New FDA Guidance Details How to Submit Pediatric Study Plans

New FDA Guidance Details How to Submit Pediatric Study Plans

In July, FDA published its final guidance on how sponsors should prepare and submit an initial pediatric study plan (iPSP). This update to the 2016 draft guidance offers FDA recommendations on the content and timing of pediatric study plan submissions, and the content and timing of requested pediatric study plan amendments.

Rise and Fall of the Pediatric Rule

In 1994, to address issues with inadequate testing and labeling regarding drug use in children, FDA started requiring manufacturers to examine existing data on marketed drugs and determine whether that data suggested they should add pediatric use information to labeling.

But FDA’s final rule did not ask drug makers to conduct further studies looking into the matter when existing data did not suggest adding pediatric use information. Most drug products still circulated the market with inadequate labeling and directions regarding safe and effective use in the pediatric population.

To further address the problem, the FDA Modernization Act of 1997 (FDAMA) began offering incentives for drug makers to conduct pediatric studies on drug products with patent protection or exclusivity. In late 1998, FDA published regulations requiring manufacturers to assess the safety and effectiveness of new drugs and biological products in pediatric patients – known as the Pediatric Rule.

In general, the Pediatric Rule required drug manufacturers to provide sufficient data supporting directions for pediatric use for approved indications. At the end-of-phase 2 meeting, FDA would advise sponsors on whether it would require pediatric study data before or after approval (end-of-phase 1 meeting for life-threatening disease indications).

The Pediatric Rule required sponsors to submit a proposed timeline for the pediatric studies (protocol design, enrollment, completion, data analysis) or information regarding plans to request a deferral or waiver. FDA recommended that sponsors submit the proposed timeline at least 1 month before the end-of-phase 2 meeting. Failure to comply with the Pediatric Rule resulted in FDA declaring the product a “misbranded or an unapproved new drug or unlicensed biologic.”

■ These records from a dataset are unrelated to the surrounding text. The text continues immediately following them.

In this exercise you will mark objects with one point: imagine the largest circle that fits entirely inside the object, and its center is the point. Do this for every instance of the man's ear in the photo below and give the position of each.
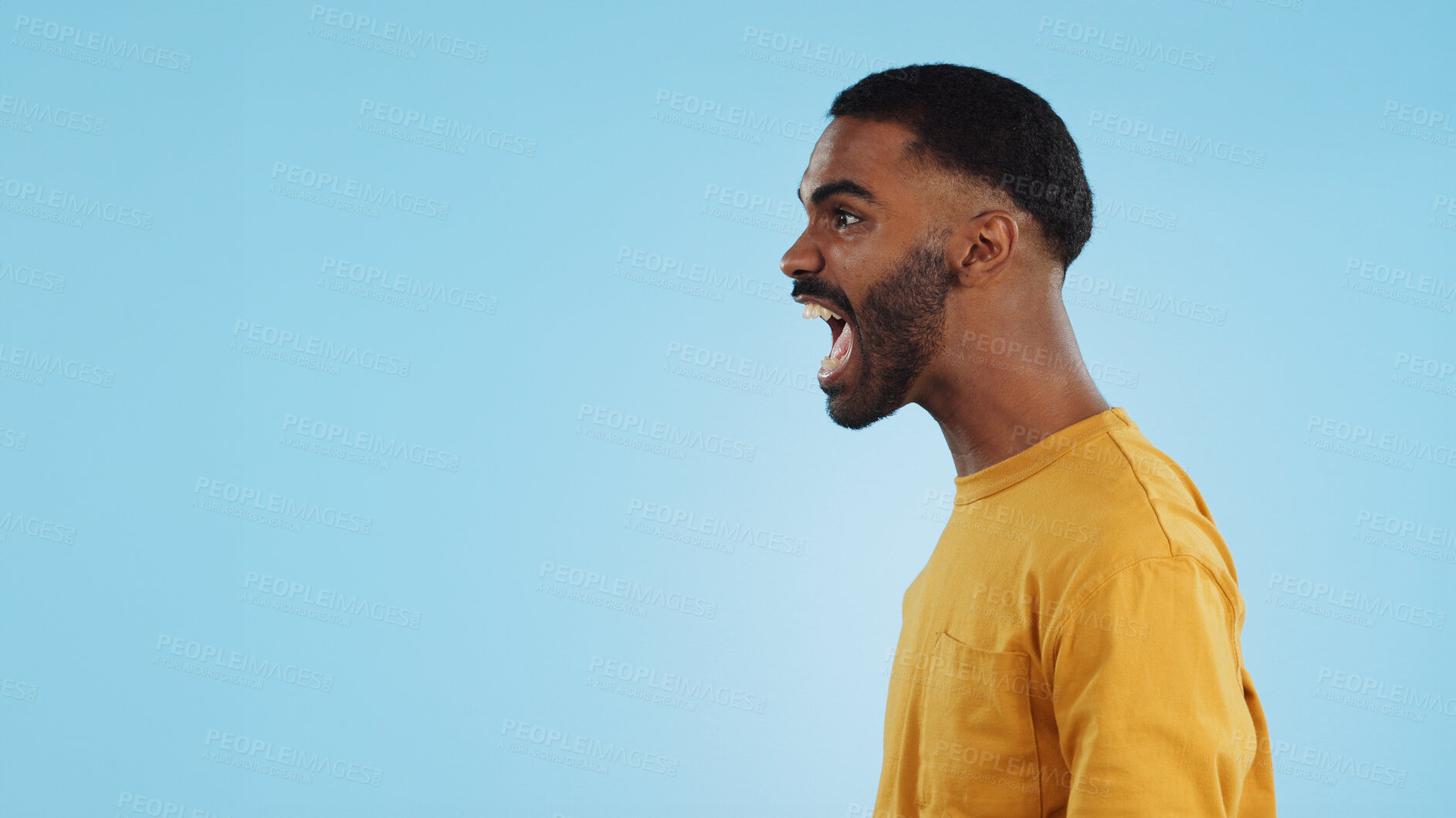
(982, 246)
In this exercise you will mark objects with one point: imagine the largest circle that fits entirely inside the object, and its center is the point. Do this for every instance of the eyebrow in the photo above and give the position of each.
(839, 187)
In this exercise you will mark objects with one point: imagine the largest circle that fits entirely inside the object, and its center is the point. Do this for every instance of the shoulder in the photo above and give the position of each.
(1152, 526)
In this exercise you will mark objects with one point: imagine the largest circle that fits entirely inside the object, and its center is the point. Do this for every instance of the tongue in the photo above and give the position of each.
(843, 345)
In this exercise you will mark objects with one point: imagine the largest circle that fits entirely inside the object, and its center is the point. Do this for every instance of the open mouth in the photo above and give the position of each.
(842, 345)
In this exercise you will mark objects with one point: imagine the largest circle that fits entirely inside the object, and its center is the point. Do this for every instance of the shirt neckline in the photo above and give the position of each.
(1033, 459)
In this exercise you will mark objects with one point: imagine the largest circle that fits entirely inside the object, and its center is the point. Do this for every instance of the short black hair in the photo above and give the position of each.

The 1997 FDAMA offered a 6-month extension to marketing exclusivity to give drug developers additional time to study products in pediatric populations. But off-patent products were not included. And manufacturers could still decline to perform pediatric studies. So in January 2002, the National Institutes of Health (NIH) was given authority over these gaps via the Best Pharmaceuticals for Children Act (BPCA).

BPCA authorized a research program to the Eunice Kennedy Shriver National Institute of Child Health and Human Development (NICHD). Under the BPCA, the NICHD was to identify and publish a list of high priority drugs for study in pediatric populations. It then sponsored relevant pediatric clinical trials and submitted results to FDA for consideration of labeling changes.

Under BPCA, FDA issues Written Requests to drug manufacturers to conduct pediatric studies. If a drug manufacturer declines a Written Request, the FDA can then refer the Request to NIH for clinical studies. NIH can also submit draft Requests or Proposed Pediatric Study Requests to FDA that outline the study design, population, and proposed endpoints.

In December 2000, the Association of American Physicians and Surgeons (AAPS), Competitive Enterprise Institute (CEI), and Consumer Alert filed a lawsuit in federal court claiming that FDA exceeded its statutory authority in issuing the Pediatric Rule. They claimed that the Rule conflicted with certain provisions of FDAMA and that Congress’ intent for FDAMA was that pediatric studies be voluntary.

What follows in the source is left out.